The cook took one of the larger boned pieces, sprinkled a thick layer of chopped herbs over one side, and then rolled and tied it into shape and place so that it was ready to be pot roasted. She nodded approvingly at Dan's work as he began to chop another section.
"Know new place? Stormwaste place? You go?"
Dan blinked, because it was the first he had heard of anything happening out in the Stormwastes. "Not know," he signed cautiously after taking a moment to finish that stretch of work and put his borrowed cleaver down. "New place?"
The information came out in short bursts, but he pieced it together eventually. The Lightning Knights had plans afoot to reclaim the Stormwastes as somewhere to live. They were going to build new towns and villages out there, and recruiting settlers from the Dust Quarter. The cook thought, with Dan's skills as a hunter, that he would be a good fit for it, because the knights could probably do with someone who actually knew what they were doing with regards to bringing down animals to eat rather than in defensive combat.

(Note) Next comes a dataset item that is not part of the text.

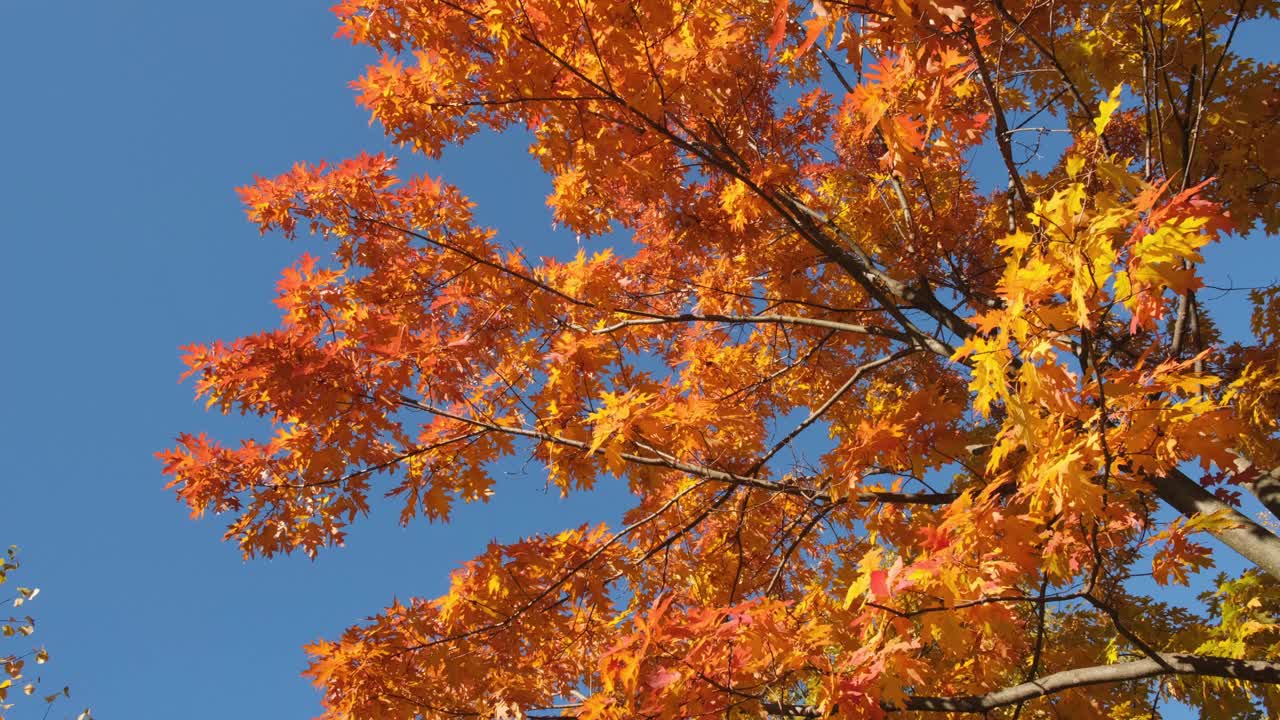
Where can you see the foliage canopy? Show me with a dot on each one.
(1027, 408)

Dan thought back to some of the knights he had encountered
, and couldn't find it in him to disagree, though outwardly he offered nothing but a shrugged maybe. And yes, maybe he would wander over that way, with due caution for the dangers of the Stomwastes themselves, and see what was happening. Maybe he'd even take some wild plants with him to replant over there, because he would take almost any bet that the knights wouldn't think any further than farm crops and farm animals. If you wanted a place to truly come alive, however, you needed plants for the wild animals and the birds and the insects to feed on, in order for them to feed each other in the ever interconnected web that was the wild. If you wanted fish in your lake or rivers, then the fish needed plants or insects or both to feed it and shade it, shelter it and nurture it. And the insects it fed on needed food of their own, and any fish that died would, in turn, feed and nourish the plants. Besides, if he
was going to extend his living range in that direction, then he also needed food he could gather. He was, or at least tried to be, part of that interconnection, taking only what he needed, and giving back enough that the land would thrive rather than suffer in his wake.

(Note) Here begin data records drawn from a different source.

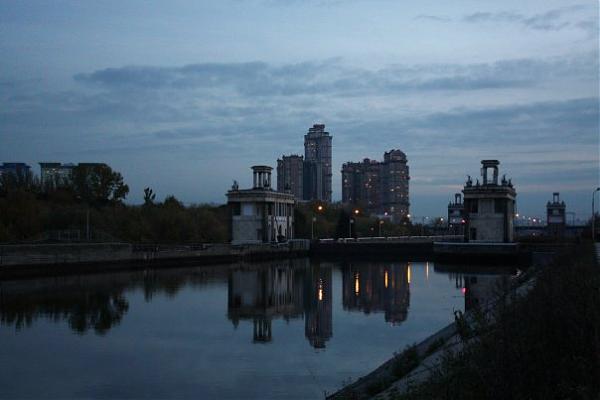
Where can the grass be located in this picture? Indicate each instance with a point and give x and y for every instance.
(543, 346)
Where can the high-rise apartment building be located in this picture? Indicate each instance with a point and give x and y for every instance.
(290, 175)
(317, 164)
(379, 186)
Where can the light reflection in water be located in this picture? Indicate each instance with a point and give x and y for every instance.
(284, 306)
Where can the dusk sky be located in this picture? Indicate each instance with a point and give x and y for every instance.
(184, 96)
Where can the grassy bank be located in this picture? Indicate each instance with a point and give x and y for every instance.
(543, 346)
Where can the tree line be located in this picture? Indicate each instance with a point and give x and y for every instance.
(94, 197)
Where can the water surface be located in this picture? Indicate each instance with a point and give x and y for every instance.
(286, 329)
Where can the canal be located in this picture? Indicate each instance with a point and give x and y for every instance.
(278, 330)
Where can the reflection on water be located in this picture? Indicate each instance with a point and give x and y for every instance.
(377, 287)
(224, 321)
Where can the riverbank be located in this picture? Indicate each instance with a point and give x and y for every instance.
(541, 342)
(29, 260)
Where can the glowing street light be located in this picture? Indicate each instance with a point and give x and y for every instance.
(594, 214)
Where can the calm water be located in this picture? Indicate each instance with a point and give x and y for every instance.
(291, 329)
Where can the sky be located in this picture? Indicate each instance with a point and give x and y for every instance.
(184, 96)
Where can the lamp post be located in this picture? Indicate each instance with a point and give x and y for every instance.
(594, 214)
(314, 220)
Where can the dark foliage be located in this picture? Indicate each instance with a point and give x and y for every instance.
(543, 346)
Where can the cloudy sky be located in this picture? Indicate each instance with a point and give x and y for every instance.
(184, 96)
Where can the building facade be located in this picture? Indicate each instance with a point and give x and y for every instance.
(260, 214)
(381, 187)
(18, 170)
(317, 164)
(456, 218)
(489, 207)
(290, 175)
(55, 174)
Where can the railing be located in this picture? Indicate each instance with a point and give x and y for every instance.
(395, 239)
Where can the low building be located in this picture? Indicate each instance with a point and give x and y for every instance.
(18, 170)
(260, 214)
(556, 216)
(55, 174)
(489, 207)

He finished at last, with the carcass stripped down to bare bones fit only for nourishing soup, gathered up the skin, and took his leave. Outside, he checked Smoke over while she lipped his shirt as a welcome back, tightened the girth again for the journey home, and fastened the rolled hide as a much lighter load to the pack saddle. He untied her, gathered up the leading rein and turned for home. He had a lot to think about, but a least, he decided, he didn't owe anyone anything any more and couldn't be coerced into going over to the Stormwastes if he came to the conclusion that he didn't want to go there after all. Whatever happened, it would be purely his own choice, and that was just how he liked it.